As his Stranger Things chapter has come to a close, David Harbour is onto new — and more adult — terrain.
He has spent the last several years developing HBO dark comedy DTF St. Louis, which follows three people battling middle-age malaise by exploring an app of that same name, made for singles and swingers looking to spice up their marriages.
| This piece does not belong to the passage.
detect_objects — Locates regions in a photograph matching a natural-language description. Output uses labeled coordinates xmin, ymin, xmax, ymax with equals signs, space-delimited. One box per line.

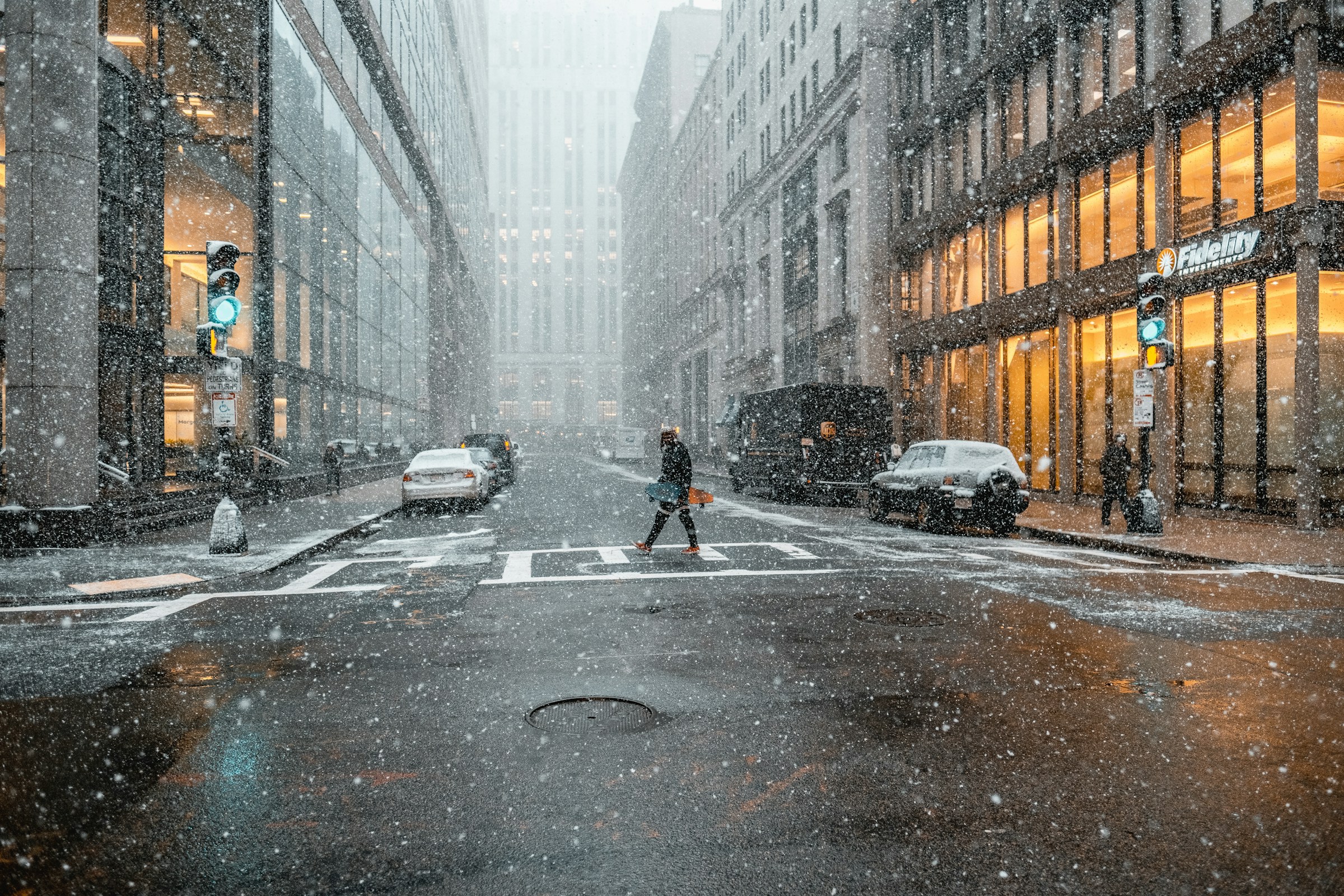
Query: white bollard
xmin=209 ymin=496 xmax=248 ymax=553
Harbour and Cardellini play a married couple with Jason Bateman as their also married friend, who end up in a love triangle with one of them soon found dead.
The series marks Harbour’s first executive producing credit and has been in development for years, originally starring himself and Pedro Pascal in a different premise; Pedro later departed and Bateman came on board as a fellow EP and co-star, and the new story was set.
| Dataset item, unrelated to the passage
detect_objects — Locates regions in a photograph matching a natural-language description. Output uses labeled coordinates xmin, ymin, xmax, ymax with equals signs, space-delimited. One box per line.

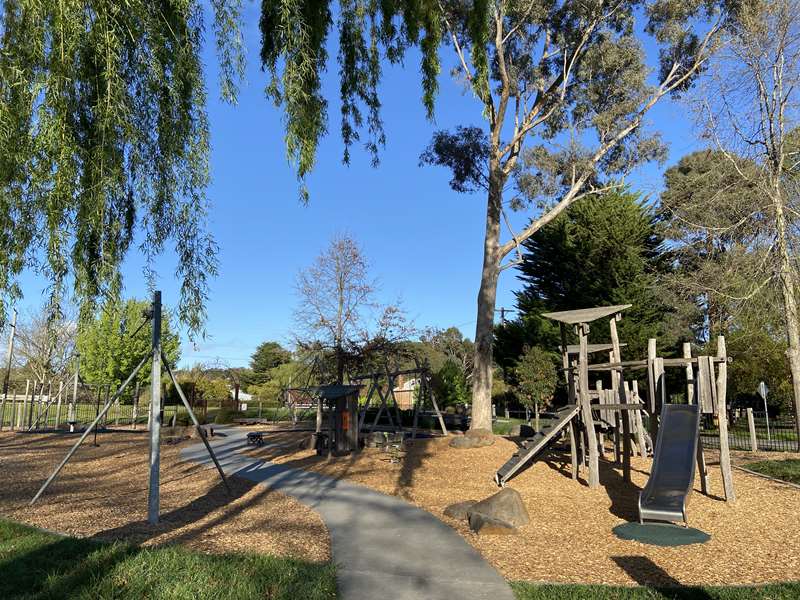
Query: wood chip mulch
xmin=0 ymin=432 xmax=330 ymax=562
xmin=242 ymin=427 xmax=800 ymax=585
“My ability to watch things has gotten so limited — like I don’t like so much stuff — but I love like The White Lotus and I love shows where you get eight hours with a couple of characters who you love, in your bed, and you’re watching them,” Harbour told The Hollywood Reporter at the show’s L.A. premiere on Tuesday. “You have a really good hook like a murder but then you have the freedom to play with these characters. I like humor and pathos and [showrunner] Steve Conrad has such a unique point of view so we started working on this thing.”

Linda Cardellini and David Harbour on the carpet swings.
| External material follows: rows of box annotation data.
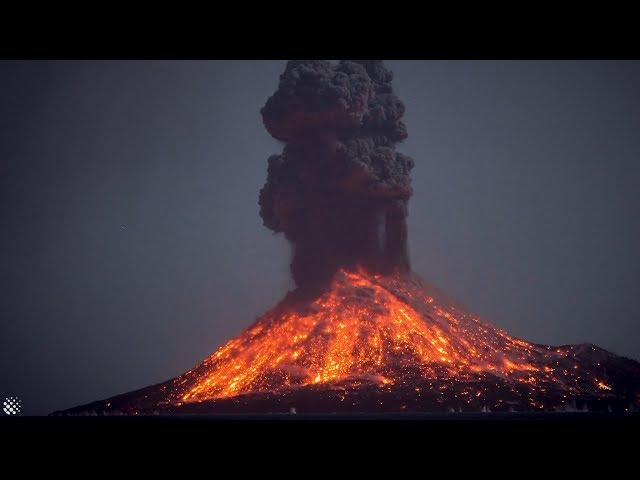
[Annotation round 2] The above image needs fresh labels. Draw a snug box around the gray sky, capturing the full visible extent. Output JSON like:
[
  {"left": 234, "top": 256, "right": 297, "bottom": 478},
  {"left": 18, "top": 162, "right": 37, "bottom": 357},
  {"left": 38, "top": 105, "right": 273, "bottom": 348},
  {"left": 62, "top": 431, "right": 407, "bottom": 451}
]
[{"left": 0, "top": 61, "right": 640, "bottom": 414}]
JC Olivera/GA/The Hollywood Reporter via Getty Images
DTF stands for “Down to Fuck,” and HBO has leaned into the swinging aspect in the show’s marketing, embracing the slogan “You never know which way a friendship will swing” and even installing a swing set on the red carpet.
But Harbour downplayed how much the series is about swinging, dating apps and kinks, noting, “I don’t know that it is an exploration of it. We tease you with that but the DTF app only functions to get the characters to explore the meaning that they lack in their lives. The only guy who is really on it is [his character] Floyd at one point and he only goes on a couple of things. But it’s really more about this existential need for connection and about weird people being weird.”
The star — whose own relationship and breakup with Lily Allen has gotten plenty of attention in recent months — continued, “There’s a line that Steve’s always clung to which is the first line he wrote: ‘Nobody’s normal, they just look that way from across the street.’ That’s really what the whole series is trying to be, this empathetic response for weird people looking for meaning.”
Cardellini echoed that she was drawn to how “peculiar and individual all of the characters are” and commended the way that intimate scenes “were handled so delicately and so technically and just no lack of information or care or preparation.” And co-star Joy Sunday teased she has been “kind of hiding” the show’s subject matter from her parents. “My dad texted me the other day and he was like, ‘Oh I saw your trailer’ and I was like, ‘Oh great!’” she laughed. “I don’t know if he fully understood, maybe he didn’t. So we’ll see, but I’m so proud of the work I did on this show.”
DTF St. Louis premieres Sunday on HBO.